[erlang-questions] segfault erts-5.10.4 (R16B03-1)
Lukas Larsson
garazdawi@REDACTED
Tue Sep 8 12:11:38 CEST 2015
Hello,
Unfortunately that did not help, it just made some more arguments
available. I was hoping that it would give a full stack. If you do "p
allctr->name_prefix" you can get to know which allocator it is that is miss
behaving. I'm guessing that it will be "driver_", which is any allocations
done in nifs+linked-in drivers. Without a full stacktrace it will be hard
to figure out what is wrong.
One thing that you could do it to use the etp gdb macros distributed with
the Erlang/OTP source code. If you in gdb do "source
$ERL_TOP/erts/etc/unix/etp-commands" (replacing $ERL_TOP with the path to
the source of R16B03-1 Erlang/OTP from github. It is only this file that is
needed, so if you need to copy this onto a server somewhere you only need
this file) you will get access to a lot of helpful gdb macros.
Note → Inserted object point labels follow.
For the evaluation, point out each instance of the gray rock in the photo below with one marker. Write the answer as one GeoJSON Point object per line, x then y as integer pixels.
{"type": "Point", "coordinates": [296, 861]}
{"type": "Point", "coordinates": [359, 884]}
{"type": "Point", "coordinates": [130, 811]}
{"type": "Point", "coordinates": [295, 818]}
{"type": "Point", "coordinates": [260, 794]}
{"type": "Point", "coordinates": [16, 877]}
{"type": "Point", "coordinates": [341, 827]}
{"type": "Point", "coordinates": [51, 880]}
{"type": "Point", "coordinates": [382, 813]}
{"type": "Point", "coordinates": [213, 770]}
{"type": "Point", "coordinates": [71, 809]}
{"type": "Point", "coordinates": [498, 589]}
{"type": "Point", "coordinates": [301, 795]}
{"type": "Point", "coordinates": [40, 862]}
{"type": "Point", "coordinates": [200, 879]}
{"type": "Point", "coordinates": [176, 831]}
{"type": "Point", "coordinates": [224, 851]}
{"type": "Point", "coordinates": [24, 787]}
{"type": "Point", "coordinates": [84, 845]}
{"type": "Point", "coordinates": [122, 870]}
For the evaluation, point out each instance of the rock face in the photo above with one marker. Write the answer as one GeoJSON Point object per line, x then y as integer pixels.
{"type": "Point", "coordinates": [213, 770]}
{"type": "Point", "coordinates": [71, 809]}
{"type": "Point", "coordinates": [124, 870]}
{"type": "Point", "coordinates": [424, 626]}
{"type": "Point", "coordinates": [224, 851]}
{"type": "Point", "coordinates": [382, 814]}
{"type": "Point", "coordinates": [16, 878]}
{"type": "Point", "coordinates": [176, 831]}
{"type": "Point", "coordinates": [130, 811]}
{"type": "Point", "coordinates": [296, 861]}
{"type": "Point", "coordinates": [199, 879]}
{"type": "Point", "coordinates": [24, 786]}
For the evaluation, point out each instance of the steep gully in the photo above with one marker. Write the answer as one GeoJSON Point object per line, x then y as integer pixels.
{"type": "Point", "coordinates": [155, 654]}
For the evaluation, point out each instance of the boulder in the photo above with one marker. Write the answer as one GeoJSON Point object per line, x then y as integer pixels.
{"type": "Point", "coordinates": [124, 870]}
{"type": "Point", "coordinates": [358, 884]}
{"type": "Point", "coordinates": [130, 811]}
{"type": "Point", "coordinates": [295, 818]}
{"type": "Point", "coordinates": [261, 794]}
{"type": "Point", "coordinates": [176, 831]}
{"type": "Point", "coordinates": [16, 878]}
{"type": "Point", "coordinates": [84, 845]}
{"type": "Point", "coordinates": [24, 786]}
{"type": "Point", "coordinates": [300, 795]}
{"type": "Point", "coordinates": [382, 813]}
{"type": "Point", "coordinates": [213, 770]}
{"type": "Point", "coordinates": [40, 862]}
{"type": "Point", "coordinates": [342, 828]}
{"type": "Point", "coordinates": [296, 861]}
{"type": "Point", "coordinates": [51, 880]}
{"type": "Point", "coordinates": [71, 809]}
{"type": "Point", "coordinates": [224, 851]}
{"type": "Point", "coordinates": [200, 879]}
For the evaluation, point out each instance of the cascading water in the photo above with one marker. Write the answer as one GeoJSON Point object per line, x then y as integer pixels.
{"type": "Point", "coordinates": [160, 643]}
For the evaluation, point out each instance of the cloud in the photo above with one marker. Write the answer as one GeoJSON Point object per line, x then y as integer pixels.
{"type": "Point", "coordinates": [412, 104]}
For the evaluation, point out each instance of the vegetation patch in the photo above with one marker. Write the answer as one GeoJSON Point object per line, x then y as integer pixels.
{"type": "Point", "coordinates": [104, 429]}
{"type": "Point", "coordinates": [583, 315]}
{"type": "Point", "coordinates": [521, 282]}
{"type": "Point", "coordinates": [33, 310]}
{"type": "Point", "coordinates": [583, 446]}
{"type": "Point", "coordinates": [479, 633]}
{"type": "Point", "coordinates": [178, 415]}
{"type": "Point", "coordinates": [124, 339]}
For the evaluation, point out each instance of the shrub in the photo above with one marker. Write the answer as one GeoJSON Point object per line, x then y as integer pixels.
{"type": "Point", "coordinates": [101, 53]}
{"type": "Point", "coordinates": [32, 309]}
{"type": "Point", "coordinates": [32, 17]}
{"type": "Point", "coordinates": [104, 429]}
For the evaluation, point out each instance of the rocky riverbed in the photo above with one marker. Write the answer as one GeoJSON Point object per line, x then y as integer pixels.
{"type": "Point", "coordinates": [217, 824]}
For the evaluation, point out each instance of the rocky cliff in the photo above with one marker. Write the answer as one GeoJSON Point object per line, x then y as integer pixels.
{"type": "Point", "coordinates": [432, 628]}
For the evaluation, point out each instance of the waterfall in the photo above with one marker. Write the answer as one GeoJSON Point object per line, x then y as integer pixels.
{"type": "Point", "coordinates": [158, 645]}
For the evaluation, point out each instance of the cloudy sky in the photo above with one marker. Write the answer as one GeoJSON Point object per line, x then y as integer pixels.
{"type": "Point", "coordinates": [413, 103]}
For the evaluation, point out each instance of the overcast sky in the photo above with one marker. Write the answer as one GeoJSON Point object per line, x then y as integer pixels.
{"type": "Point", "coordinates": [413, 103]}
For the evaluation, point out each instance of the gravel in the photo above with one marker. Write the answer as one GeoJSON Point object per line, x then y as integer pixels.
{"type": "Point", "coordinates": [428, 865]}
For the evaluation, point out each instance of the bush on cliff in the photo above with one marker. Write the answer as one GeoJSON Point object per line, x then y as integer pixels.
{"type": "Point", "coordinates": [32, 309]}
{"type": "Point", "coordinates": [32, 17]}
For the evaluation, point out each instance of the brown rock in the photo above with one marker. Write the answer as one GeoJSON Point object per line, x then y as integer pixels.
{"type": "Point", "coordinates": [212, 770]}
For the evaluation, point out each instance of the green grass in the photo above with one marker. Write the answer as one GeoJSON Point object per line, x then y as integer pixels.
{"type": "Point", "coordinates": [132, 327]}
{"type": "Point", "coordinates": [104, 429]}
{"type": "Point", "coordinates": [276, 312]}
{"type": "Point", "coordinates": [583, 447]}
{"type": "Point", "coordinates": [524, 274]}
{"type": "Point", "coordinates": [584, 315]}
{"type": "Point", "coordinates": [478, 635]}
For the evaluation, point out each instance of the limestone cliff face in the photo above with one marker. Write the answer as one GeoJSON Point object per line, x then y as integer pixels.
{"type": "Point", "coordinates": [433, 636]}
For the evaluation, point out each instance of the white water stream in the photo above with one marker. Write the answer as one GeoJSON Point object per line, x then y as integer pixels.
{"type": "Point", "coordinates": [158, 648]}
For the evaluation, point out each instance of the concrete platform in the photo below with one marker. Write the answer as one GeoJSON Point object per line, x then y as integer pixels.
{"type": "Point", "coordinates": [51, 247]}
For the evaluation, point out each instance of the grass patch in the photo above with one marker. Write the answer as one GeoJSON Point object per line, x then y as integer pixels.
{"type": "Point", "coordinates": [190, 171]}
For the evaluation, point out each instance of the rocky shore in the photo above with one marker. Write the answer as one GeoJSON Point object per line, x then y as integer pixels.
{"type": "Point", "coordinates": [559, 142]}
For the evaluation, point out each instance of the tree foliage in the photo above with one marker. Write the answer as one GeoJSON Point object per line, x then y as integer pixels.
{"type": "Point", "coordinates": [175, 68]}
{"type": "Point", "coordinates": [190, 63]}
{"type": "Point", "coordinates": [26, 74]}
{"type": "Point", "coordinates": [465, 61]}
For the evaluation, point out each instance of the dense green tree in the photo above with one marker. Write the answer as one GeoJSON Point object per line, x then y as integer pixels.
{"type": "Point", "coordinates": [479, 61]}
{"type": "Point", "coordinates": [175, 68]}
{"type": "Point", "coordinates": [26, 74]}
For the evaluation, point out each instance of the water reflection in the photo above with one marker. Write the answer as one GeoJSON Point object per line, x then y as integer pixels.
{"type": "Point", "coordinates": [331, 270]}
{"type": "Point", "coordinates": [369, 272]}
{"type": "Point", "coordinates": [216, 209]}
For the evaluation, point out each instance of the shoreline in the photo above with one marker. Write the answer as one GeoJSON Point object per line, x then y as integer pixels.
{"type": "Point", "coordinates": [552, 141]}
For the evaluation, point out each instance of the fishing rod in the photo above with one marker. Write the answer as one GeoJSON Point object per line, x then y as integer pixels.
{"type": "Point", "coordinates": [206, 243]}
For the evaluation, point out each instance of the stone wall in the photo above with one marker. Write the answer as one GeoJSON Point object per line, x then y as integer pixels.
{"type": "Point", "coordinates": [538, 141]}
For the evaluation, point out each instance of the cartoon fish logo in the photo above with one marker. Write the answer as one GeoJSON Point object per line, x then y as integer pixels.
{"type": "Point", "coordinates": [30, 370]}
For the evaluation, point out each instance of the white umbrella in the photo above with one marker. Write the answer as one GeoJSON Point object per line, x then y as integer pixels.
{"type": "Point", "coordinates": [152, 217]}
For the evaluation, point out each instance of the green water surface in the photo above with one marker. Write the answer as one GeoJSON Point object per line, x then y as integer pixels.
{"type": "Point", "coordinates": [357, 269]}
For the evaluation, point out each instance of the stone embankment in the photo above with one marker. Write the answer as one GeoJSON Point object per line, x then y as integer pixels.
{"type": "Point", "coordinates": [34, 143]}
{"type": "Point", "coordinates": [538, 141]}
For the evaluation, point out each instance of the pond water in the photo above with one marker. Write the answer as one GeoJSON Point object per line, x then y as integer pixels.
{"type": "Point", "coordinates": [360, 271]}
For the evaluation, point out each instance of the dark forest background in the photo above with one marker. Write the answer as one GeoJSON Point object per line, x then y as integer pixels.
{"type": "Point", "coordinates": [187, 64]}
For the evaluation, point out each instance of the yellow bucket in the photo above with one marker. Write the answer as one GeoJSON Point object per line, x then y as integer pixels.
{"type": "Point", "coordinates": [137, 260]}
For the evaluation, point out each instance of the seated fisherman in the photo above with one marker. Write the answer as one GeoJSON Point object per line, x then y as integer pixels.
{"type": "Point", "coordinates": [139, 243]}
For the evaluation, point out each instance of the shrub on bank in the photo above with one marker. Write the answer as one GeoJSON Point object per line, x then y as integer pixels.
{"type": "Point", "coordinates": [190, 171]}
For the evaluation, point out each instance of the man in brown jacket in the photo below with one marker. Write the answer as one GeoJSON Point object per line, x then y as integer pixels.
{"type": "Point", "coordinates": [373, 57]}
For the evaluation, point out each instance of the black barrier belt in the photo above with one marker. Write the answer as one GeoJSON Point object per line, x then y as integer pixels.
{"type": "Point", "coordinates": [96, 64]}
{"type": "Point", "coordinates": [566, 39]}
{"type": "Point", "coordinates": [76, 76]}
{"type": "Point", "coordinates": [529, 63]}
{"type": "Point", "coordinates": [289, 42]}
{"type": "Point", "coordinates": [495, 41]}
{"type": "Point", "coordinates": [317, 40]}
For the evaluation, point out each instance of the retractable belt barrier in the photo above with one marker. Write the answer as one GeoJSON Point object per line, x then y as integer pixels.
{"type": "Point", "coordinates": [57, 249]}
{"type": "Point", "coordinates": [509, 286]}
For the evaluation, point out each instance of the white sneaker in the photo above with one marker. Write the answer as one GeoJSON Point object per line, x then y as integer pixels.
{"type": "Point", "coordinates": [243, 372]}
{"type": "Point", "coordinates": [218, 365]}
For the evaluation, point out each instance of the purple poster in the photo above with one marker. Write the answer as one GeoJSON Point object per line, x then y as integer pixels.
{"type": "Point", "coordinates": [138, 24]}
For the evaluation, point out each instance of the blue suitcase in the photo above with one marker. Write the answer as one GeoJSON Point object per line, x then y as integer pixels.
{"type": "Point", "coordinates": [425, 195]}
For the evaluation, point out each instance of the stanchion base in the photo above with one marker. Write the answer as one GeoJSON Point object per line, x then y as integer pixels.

If you then do "etp-ports" you will get printed to the shell all ports that
are alive at the moment of the crash. Look for any ports with a state that
looks different. That will most likely be the port that is just executing.
e.g. for me this is a currently running port:
Pix: 2576
Port: #Port<0.322>
Name: tty_sl -c -e
State: connected soft-eof
Scheduler flags: GARBAGE
Connected: <0.25.0>
Pointer: (Port *) 0x7ffff54809d8
to get the name of the currently running driver do "p ((Port
*)0x7ffff54809d8)->drv_ptr->name".
If no port is executing, it might be a nif, then you can do "etp-processes"
to get a list of all processes in the system. Again look for any state that
looks different. e.g.
Pix: 200
Pid: <0.25.0>
State: trapping-exit | running | active | prq-prio-normal |
usr-prio-normal | act-prio-normal
Registered name: user_drv
I: #Cp<user_drv:io_command/1+0x520>
Heap size: 610
Old-heap size: 987
Mbuf size: 0
Msgq len: 0 (inner=0, outer=0)
Parent: <0.24.0>
Pointer: (Process *) 0x7ffff51c4df0
This is a currently running process (State: running). You can get a
stackdump of the process by doing: etp-stackdump ((Process*)0x7ffff51c4df0)
Note that etp-processes and etp-ports will take quite some time to run
until they finish. They need to iterate over all possibly processes/ports,
and gdb is not the fastest scripting language in the world.
For some help with the etp gdb commands you can issue "etp-help".
Happy hunting!
Lukas
On Tue, Sep 8, 2015 at 11:45 AM, Ahmed Omar <spawn.think@REDACTED> wrote:
> Hi Lukas,
> Thanks for your reply. I tried with the latest version of gdb (7.10) :
>
> ###
> (gdb) bt full
> #0 0x000000000044d299 in link_free_block (allctr=0x15e32c0, block=0x128)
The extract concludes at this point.